NusantaraInsight, Makassar — Direktur Kebudayaan (Dirjen) Kebudayaan Hilmar Farid, Ph.D. mengharapkan Universitas Hasanuddin menjadi jembatan disiplin-disiplin yang ada untuk menangani kekayaan maritim Indonesia yang tidak terurus.
“Kita memiliki magrove (bakau) dan hutan yang kaya, tetapi ditebang untuk kepentingan ekonomi, diambil kayunya untuk dibuat apa. Kekayaan yang sesungguhnya kita miliki tidak diurus dengan baik. Di sini kebudayaan memegang peran penting,” ujar Dirjen Kebudayaan Hilmar Farid, saat membawakan kuliah umum di Auditorium Prof.A.Amiruddin Kampus Unhas Tamalanrea, Senin (7/10/2024).
Dalam kuliah umumnya berjudul “Reimajinasi Indonesia”, lulusan National University of Singaoura 2014 itu menegaskan, laut bukanlah pemisah daratan, melainkan memfasilitasi keterhubungan berbagai kebutuhan Indonesia sebagai rumah bagi flora dan fauna yang endemik. Desentralisasi yang diterapkan bisa menghegemonik jika berpengaruh pada wilayah sekitarnya. Rizoma (batang tumbuhan yang tumbuh mendatar di bawah permukaan tanah) akan menemukan banyak variasi dan realitas.
Perlu ada langkah dalam dunia pendidikan, kata Hilmar Farid, untuk menghidupkan kembali jejaring maritim, bukan secara ‘artifisial’, melainkan sesuatu yang substansial. Kebudayaan maritim sebagai hasil dan sumber sekarang sudah tidak ada lagi. Perahu-perahu sudah tidak ada yang menggunakan layar karena sudah bermesin. Pelayaran tradisional menuntut pengetahuan tersendiri.

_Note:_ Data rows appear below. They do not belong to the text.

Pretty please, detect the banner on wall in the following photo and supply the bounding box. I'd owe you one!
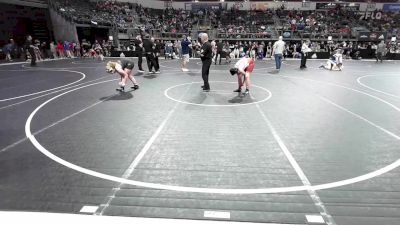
[316,2,360,11]
[360,11,382,20]
[358,32,387,41]
[250,2,268,11]
[186,3,226,11]
[383,3,400,12]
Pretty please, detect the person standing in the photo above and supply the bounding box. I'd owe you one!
[215,40,224,65]
[272,36,285,72]
[4,39,15,62]
[50,41,57,59]
[300,40,311,69]
[181,35,192,72]
[376,40,386,63]
[211,40,217,61]
[134,35,144,73]
[143,35,155,74]
[199,33,213,92]
[25,35,36,66]
[150,37,161,74]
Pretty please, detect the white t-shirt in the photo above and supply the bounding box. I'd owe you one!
[272,41,285,54]
[235,58,249,70]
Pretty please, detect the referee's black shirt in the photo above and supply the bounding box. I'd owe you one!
[200,41,212,61]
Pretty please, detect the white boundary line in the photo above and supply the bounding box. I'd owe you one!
[0,211,290,225]
[357,75,400,98]
[0,59,64,66]
[0,70,86,102]
[0,76,108,110]
[25,76,400,194]
[95,83,193,216]
[164,81,272,107]
[256,104,336,225]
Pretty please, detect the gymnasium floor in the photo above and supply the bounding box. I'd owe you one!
[0,59,400,225]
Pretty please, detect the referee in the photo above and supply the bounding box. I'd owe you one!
[199,33,212,92]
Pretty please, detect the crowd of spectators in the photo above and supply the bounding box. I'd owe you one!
[51,0,199,33]
[51,0,400,42]
[2,36,113,62]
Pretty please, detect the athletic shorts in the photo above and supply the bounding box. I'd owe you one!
[244,60,254,73]
[182,54,190,62]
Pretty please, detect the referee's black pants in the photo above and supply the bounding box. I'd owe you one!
[215,51,222,65]
[28,47,36,66]
[146,53,156,72]
[300,52,307,68]
[201,59,212,90]
[138,51,143,70]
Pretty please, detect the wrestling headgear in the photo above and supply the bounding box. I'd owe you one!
[229,68,238,76]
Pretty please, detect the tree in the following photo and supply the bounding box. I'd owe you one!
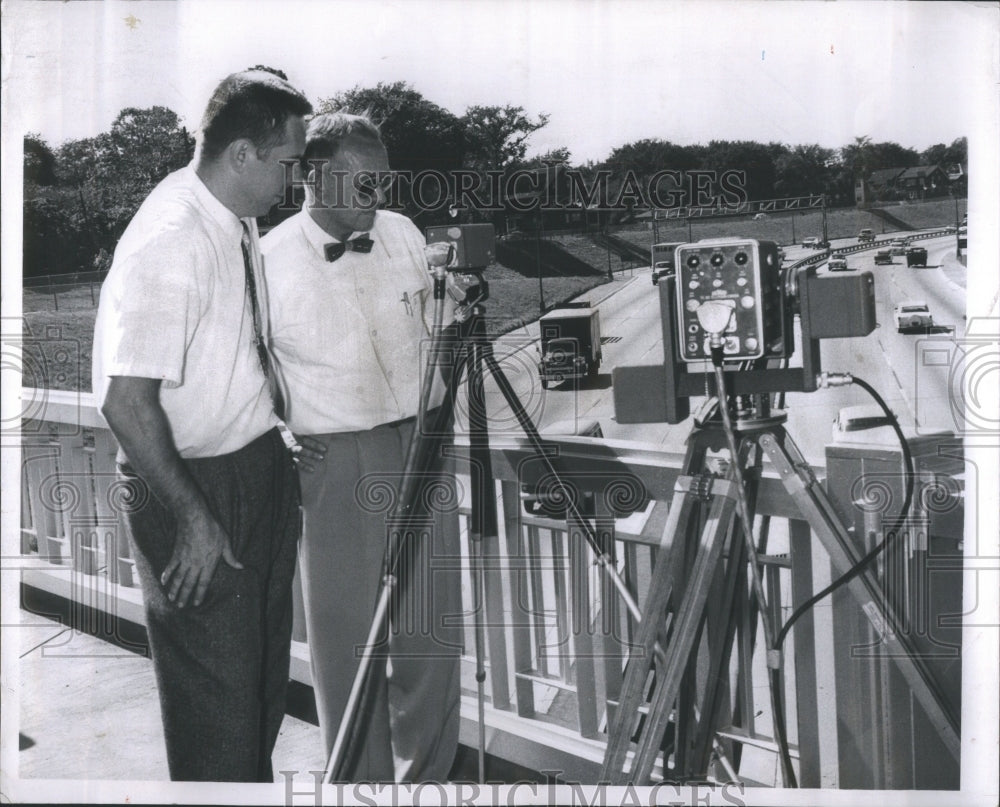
[316,81,465,226]
[24,132,56,185]
[93,106,194,241]
[774,144,834,197]
[316,81,465,173]
[462,105,549,170]
[247,64,288,81]
[701,140,786,199]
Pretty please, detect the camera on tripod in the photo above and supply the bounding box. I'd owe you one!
[424,224,496,272]
[424,224,496,321]
[612,238,876,423]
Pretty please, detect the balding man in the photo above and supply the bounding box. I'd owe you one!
[263,113,461,782]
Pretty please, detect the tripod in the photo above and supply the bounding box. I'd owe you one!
[323,271,640,783]
[602,408,959,784]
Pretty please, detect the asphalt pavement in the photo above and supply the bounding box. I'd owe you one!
[472,234,965,464]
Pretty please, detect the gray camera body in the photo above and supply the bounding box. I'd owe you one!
[612,238,876,423]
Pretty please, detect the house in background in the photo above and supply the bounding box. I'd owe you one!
[896,165,949,201]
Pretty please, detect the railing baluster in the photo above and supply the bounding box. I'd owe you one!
[568,525,598,737]
[545,530,573,684]
[482,480,517,709]
[502,481,535,717]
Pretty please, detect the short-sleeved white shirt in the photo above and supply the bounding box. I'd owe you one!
[261,210,450,434]
[93,165,278,457]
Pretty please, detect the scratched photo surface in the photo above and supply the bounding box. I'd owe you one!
[0,0,1000,805]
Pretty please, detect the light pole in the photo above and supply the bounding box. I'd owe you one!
[535,210,545,316]
[951,191,962,258]
[823,193,830,247]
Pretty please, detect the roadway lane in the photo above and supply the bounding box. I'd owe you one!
[464,230,965,464]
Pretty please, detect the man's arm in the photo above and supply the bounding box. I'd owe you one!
[101,376,243,608]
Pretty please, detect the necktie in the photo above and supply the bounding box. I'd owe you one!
[323,235,375,263]
[240,221,285,419]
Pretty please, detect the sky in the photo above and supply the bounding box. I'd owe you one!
[2,0,997,162]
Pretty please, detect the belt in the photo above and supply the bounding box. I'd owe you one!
[373,406,441,429]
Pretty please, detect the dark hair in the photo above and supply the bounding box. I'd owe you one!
[302,112,382,165]
[201,70,312,159]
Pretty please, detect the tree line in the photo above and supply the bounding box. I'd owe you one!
[23,81,967,277]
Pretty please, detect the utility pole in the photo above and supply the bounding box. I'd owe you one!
[535,209,545,316]
[951,191,962,258]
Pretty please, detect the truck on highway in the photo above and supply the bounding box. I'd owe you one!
[906,247,927,266]
[893,300,934,333]
[538,303,601,389]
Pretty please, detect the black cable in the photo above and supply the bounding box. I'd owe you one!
[776,376,914,650]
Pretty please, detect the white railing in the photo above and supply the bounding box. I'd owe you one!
[15,390,964,786]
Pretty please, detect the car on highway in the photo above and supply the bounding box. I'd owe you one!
[875,249,892,266]
[893,300,934,333]
[906,247,927,266]
[826,252,851,272]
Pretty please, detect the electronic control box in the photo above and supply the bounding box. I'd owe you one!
[674,238,794,362]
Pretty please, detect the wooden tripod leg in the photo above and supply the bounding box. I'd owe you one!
[602,477,737,785]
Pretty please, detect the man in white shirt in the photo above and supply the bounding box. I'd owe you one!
[93,70,311,782]
[262,113,461,781]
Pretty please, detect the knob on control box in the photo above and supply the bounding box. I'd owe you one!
[674,238,794,362]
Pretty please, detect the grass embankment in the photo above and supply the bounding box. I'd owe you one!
[24,199,965,391]
[615,199,965,256]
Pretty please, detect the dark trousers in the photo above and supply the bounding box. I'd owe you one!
[121,429,300,782]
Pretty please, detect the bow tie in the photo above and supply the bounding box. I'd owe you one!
[323,235,375,262]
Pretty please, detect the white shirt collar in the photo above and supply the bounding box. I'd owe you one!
[181,162,253,243]
[296,209,378,260]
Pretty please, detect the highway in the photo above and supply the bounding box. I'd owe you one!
[459,230,965,464]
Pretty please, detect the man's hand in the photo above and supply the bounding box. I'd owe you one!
[292,434,326,474]
[160,511,243,608]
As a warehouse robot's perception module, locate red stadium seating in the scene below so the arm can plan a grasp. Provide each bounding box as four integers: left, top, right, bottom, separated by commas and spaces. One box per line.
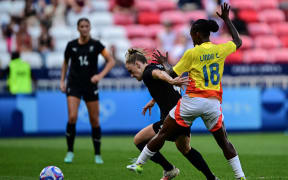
269, 48, 288, 63
211, 36, 232, 44
225, 50, 243, 64
238, 9, 259, 23
241, 35, 254, 49
230, 0, 256, 9
156, 0, 177, 11
248, 23, 272, 36
243, 49, 268, 63
113, 13, 134, 25
138, 12, 160, 25
131, 38, 156, 50
256, 0, 278, 10
184, 10, 207, 22
125, 24, 148, 38
280, 35, 288, 48
259, 9, 285, 23
160, 11, 188, 24
135, 0, 158, 12
271, 22, 288, 36
254, 35, 282, 49
146, 24, 164, 39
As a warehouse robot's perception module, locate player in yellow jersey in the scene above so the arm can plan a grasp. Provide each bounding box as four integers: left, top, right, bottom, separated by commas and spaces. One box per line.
128, 3, 246, 180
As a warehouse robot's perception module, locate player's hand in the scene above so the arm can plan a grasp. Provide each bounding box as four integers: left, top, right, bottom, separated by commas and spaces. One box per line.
170, 76, 190, 87
142, 99, 155, 116
60, 81, 66, 93
152, 49, 168, 64
90, 74, 102, 84
216, 3, 230, 20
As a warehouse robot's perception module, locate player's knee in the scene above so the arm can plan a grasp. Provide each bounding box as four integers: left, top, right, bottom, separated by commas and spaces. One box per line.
90, 118, 100, 128
68, 114, 77, 124
176, 143, 191, 155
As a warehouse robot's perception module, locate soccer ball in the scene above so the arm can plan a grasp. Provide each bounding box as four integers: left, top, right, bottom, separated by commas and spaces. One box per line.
40, 166, 64, 180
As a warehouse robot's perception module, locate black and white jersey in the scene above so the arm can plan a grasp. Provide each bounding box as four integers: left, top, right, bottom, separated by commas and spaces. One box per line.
143, 64, 181, 120
65, 39, 105, 87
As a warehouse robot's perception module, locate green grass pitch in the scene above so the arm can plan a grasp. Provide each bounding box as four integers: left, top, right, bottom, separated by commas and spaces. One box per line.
0, 133, 288, 180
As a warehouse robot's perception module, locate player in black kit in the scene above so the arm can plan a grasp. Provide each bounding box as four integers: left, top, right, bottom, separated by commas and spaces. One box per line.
60, 18, 115, 164
126, 49, 215, 180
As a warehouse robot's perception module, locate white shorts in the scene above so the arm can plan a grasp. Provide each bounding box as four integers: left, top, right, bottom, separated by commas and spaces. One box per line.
169, 94, 224, 132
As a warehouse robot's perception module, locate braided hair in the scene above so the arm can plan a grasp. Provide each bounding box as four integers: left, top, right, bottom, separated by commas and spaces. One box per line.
125, 48, 147, 64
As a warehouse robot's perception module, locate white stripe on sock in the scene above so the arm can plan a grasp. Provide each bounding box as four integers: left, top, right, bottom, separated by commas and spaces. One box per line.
136, 145, 156, 164
228, 155, 245, 178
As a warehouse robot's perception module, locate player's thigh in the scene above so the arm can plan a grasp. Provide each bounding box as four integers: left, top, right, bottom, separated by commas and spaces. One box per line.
158, 115, 182, 140
175, 135, 191, 154
85, 100, 99, 123
134, 124, 156, 144
67, 96, 80, 122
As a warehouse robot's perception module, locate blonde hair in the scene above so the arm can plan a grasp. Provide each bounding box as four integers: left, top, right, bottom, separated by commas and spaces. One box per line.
125, 48, 147, 64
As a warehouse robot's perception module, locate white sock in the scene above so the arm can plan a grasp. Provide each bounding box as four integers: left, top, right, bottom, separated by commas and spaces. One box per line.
136, 145, 156, 164
228, 155, 245, 178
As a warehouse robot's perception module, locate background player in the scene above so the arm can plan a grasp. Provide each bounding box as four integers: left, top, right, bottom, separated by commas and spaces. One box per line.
126, 49, 217, 180
60, 18, 115, 164
129, 3, 246, 180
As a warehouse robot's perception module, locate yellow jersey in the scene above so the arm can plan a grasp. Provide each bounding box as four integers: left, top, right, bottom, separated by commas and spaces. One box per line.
173, 41, 236, 102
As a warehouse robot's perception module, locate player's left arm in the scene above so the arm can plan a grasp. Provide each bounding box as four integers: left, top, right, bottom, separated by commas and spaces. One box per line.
216, 3, 242, 49
152, 50, 178, 78
91, 48, 115, 83
152, 69, 190, 87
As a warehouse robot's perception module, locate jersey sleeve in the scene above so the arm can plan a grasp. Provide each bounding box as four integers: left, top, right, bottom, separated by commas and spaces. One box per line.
64, 43, 71, 63
220, 41, 236, 57
96, 41, 105, 54
145, 65, 159, 79
173, 50, 193, 75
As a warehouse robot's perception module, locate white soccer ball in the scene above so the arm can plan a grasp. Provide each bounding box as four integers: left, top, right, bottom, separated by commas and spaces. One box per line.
40, 166, 64, 180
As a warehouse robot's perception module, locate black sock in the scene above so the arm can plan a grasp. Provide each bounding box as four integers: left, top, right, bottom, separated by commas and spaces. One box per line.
66, 123, 76, 152
185, 147, 215, 180
136, 141, 174, 171
92, 127, 101, 155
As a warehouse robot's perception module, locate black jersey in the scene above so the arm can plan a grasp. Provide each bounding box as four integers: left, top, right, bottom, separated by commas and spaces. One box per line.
143, 64, 181, 120
65, 39, 105, 87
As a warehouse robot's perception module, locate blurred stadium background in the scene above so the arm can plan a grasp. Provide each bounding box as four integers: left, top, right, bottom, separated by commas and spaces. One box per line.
0, 0, 288, 179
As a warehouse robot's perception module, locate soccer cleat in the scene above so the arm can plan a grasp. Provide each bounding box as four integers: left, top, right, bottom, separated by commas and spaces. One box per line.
94, 155, 104, 164
160, 166, 180, 180
126, 163, 143, 174
237, 176, 246, 180
64, 152, 74, 163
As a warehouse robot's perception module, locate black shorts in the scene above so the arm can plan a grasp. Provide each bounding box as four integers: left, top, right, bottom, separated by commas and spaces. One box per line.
66, 86, 99, 102
152, 120, 190, 142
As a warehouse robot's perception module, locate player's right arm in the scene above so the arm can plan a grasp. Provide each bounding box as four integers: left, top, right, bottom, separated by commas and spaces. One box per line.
216, 3, 242, 49
152, 69, 190, 87
60, 60, 68, 92
60, 43, 71, 92
152, 50, 178, 78
142, 99, 156, 116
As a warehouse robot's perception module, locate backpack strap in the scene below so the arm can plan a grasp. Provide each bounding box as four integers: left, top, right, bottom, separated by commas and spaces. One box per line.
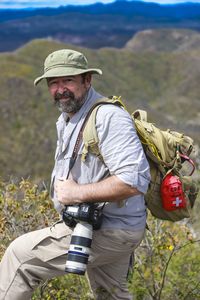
81, 96, 126, 161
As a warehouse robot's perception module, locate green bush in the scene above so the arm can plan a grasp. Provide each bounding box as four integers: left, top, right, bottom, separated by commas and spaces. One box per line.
0, 180, 200, 300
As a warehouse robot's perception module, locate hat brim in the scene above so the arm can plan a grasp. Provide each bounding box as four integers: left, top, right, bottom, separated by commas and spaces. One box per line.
34, 67, 102, 85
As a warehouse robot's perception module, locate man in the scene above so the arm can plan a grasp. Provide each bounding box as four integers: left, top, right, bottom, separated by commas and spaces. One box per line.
0, 49, 150, 300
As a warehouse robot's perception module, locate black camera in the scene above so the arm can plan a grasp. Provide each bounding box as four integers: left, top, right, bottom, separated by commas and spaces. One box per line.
63, 203, 102, 275
62, 203, 102, 230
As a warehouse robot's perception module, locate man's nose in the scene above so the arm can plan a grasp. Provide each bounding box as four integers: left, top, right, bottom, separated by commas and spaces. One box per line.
57, 82, 67, 94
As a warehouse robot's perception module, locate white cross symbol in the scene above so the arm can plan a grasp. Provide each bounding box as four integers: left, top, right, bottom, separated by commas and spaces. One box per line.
172, 197, 183, 207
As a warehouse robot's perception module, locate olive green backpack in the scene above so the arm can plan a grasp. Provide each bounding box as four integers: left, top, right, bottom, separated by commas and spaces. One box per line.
82, 96, 198, 222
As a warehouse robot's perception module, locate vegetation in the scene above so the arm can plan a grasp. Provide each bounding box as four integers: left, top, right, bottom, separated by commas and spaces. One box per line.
0, 34, 200, 300
0, 40, 200, 181
0, 179, 200, 300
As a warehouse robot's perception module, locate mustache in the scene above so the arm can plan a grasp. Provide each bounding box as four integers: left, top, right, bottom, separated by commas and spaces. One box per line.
54, 91, 74, 101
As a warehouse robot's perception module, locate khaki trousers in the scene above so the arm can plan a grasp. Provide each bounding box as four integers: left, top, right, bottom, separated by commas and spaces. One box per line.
0, 222, 144, 300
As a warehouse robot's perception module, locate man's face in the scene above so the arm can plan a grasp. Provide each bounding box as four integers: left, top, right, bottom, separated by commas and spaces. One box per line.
47, 74, 91, 116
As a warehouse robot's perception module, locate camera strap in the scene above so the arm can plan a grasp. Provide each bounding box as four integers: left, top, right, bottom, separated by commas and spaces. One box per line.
66, 109, 93, 179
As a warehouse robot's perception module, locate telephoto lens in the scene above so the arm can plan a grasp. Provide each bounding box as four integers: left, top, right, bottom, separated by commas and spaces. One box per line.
65, 222, 93, 275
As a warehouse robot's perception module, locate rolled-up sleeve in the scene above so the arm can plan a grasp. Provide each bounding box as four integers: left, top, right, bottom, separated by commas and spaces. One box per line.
96, 104, 150, 193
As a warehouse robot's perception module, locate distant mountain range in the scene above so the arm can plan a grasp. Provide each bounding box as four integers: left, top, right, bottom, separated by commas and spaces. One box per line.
0, 0, 200, 52
0, 34, 200, 180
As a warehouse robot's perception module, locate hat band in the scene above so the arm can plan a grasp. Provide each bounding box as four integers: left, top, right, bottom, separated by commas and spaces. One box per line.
44, 64, 87, 72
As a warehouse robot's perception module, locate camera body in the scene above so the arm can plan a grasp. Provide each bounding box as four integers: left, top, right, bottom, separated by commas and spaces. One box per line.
63, 203, 102, 275
62, 203, 102, 230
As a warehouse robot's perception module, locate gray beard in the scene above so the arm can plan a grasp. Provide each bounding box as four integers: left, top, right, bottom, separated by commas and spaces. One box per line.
55, 97, 85, 113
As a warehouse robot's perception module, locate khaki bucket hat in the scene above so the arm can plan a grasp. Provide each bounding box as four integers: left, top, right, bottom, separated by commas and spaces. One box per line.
34, 49, 102, 85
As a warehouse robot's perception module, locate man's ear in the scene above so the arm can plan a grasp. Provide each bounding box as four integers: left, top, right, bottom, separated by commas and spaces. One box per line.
85, 73, 92, 87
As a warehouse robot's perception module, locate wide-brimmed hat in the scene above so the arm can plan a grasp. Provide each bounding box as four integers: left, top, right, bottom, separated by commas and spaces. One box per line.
34, 49, 102, 85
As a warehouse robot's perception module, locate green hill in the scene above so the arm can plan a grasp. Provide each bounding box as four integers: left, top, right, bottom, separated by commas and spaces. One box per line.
125, 28, 200, 53
0, 40, 200, 180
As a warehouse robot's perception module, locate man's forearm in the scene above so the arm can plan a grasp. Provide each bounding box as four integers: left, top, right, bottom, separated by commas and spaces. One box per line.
55, 176, 140, 205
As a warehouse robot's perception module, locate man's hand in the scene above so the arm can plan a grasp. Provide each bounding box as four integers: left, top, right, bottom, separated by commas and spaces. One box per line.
54, 179, 81, 205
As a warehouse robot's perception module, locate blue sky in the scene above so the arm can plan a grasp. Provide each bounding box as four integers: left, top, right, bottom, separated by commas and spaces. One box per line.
0, 0, 200, 8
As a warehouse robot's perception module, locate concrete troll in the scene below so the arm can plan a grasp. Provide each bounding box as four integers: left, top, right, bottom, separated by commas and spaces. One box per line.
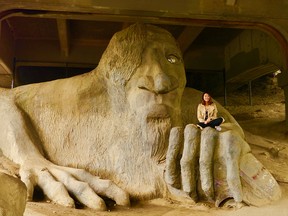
0, 24, 281, 213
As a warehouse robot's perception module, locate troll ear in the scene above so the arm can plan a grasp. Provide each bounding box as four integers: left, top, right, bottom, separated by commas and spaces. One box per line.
99, 24, 146, 85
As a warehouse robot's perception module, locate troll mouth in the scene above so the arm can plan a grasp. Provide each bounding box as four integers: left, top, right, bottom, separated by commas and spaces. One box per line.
147, 105, 170, 121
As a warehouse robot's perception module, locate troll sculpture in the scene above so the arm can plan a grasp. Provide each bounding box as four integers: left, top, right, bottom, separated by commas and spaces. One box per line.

Ketika yang asing masuk, yang lokal hilang.
“Kebudayaan maritim sebagai hasil dan sumber sekaligus. Sekarang ini sudah banyak praktik yang ditinggalkan. Misalnya berlayar, hampir tidak ada yang menggunakan layar, semuanya menggunakan mesin. Sebenarnya yang kita lakukan bahwa pelayaran tradisional itu memerlukan pengetahuan yang sangat detil mengenai laut. Itu yang tidak ada sekarang,” ujar Hilmar Farid dalam kuliah umum yang dipandu Direktur Hubungan Alumni dan Pengembangan Dana Abadi Unhas Dr.Andi Muh.Akhmar, M.Hum.
Pria yang lahir di Bonn, Jerman Barat 8 Maret 1968 ini menyebutkan, keanekaragaman potensi Indonesia ini sekitar 70% ada di wilayah timur. Di wilayah ini memiliki kepadatan linguistik (kebahasaan) yang mencapai sekitar 400 bahasa.
“Kita mempelajari bahasa daerah akan memberikan sesuatu yang berbeda dan unik terhadap tradisi yang terus berkembang. Apa yang dipraktikkan sekarang berbeda dengan lima puluh tahun yang lalu. Secara lingustik kita dapat temukan yang berbeda dari bahasa. Bahasa sains modern tidak bisa memahami kekayaan yang besar ini. Ini menjadi model reimajinasi,” ujar lelaki yang pernah mendirikan Institut Sejarah Sosial Indonesia tahun 2002 tersebut.